Changes to Future Study Design
The penultimate question to be addressed had multiple parts aimed gaining recommendations for better future trial design and follow-up requirements. A variety of viewpoints were shared, including that efficacy can likely be established and the devices able to be marketed after 1 year, but safety in particular should be rigorously followed out to 5 years.
Kevin Kip, PhD, FAHA, stated that any new study must place a premium on exposure to paclitaxel prior to and after the index procedure, echoing an earlier suggestion from the manufacturers.
Dr. Zuckerman from the FDA affirmed that going forward, mortality would be given a higher priority in trial design, and that the overall quality of clinical trials must improve substantially. The FDA would be interested in increased uniformity of reporting, he added, noting that it was difficult to meta-analyze these data. Importantly, Dr. Zuckerman reminded the panel and audience of the need for practical, achievable solutions, and that collaboration among all stakeholders was needed.

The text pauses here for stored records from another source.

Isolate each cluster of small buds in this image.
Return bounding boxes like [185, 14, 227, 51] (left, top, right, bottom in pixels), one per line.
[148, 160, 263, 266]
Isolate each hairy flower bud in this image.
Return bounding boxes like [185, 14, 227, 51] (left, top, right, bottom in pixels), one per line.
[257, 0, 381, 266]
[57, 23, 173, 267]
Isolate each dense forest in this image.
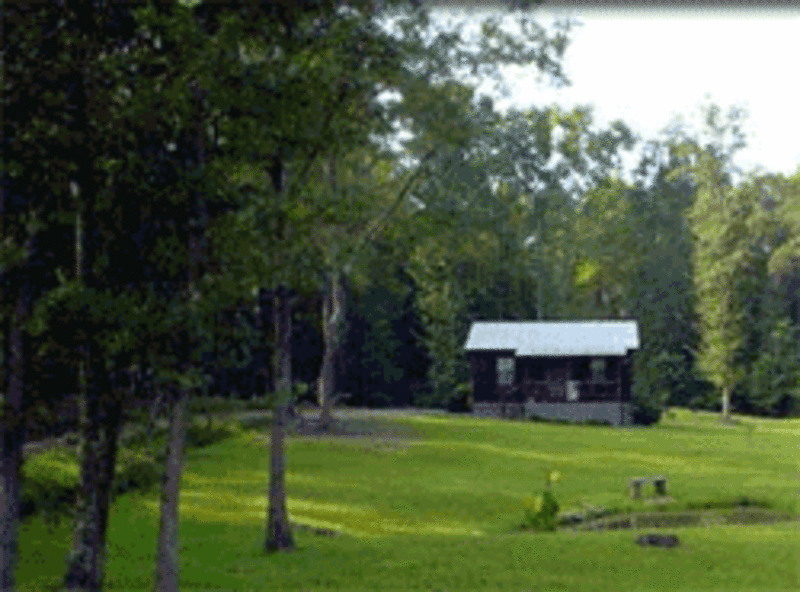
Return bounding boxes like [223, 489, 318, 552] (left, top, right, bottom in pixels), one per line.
[0, 0, 800, 589]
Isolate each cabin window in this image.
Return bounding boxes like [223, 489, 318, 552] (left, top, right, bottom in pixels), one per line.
[497, 358, 514, 386]
[567, 380, 580, 401]
[592, 358, 606, 381]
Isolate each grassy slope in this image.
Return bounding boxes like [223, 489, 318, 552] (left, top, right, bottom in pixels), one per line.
[19, 414, 800, 591]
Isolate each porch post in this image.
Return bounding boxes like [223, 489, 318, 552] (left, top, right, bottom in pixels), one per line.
[617, 358, 625, 425]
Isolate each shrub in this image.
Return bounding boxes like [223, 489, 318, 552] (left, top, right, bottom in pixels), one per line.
[523, 490, 558, 532]
[21, 419, 242, 523]
[21, 449, 80, 523]
[114, 449, 163, 495]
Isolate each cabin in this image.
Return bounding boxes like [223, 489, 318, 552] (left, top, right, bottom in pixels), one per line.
[464, 321, 639, 425]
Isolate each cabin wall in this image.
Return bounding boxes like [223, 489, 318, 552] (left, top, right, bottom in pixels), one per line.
[468, 350, 632, 405]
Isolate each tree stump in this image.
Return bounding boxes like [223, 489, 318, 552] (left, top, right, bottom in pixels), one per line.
[628, 477, 647, 499]
[636, 534, 681, 548]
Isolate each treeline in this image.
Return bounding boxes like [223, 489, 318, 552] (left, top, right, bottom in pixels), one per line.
[0, 0, 566, 590]
[0, 0, 800, 590]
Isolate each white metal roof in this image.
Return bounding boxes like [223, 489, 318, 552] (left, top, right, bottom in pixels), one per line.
[464, 321, 639, 356]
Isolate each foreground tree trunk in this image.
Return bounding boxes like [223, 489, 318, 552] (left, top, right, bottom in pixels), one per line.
[155, 389, 187, 592]
[317, 273, 345, 430]
[64, 347, 122, 592]
[264, 286, 295, 552]
[0, 296, 27, 591]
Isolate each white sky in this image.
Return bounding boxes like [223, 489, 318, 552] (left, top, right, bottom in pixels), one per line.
[437, 4, 800, 180]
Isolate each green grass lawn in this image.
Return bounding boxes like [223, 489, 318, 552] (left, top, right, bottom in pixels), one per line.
[14, 411, 800, 592]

Finally, the panel addressed the relatively limited data available in non superficial femoral/proximal popliteal artery settings. The FDA requested they discuss whether risk-benefit considerations were likely to be distinct. To this end, it was encouraged that these ongoing trials strive to gather all patient data through the full follow-up period to fully address this question.
The panel was thanked for its participation, as were the presenters and physicians and industry representatives who worked to provide as much data as possible for consideration. The industry will now await the FDA's response to the panel recommendations, and new data will continue to emerge from the ongoing collections described during the proceedings.
Commenting to Endovascular Today as the session concluded, Gary M. Ansel, MD, took a positive view: "Many good things could come out of this question: A drive for better data collection, cooperation between those that provide vascular care, focusing more on the disease process than a blockage, and industry setting a precedent of working together for problem solving."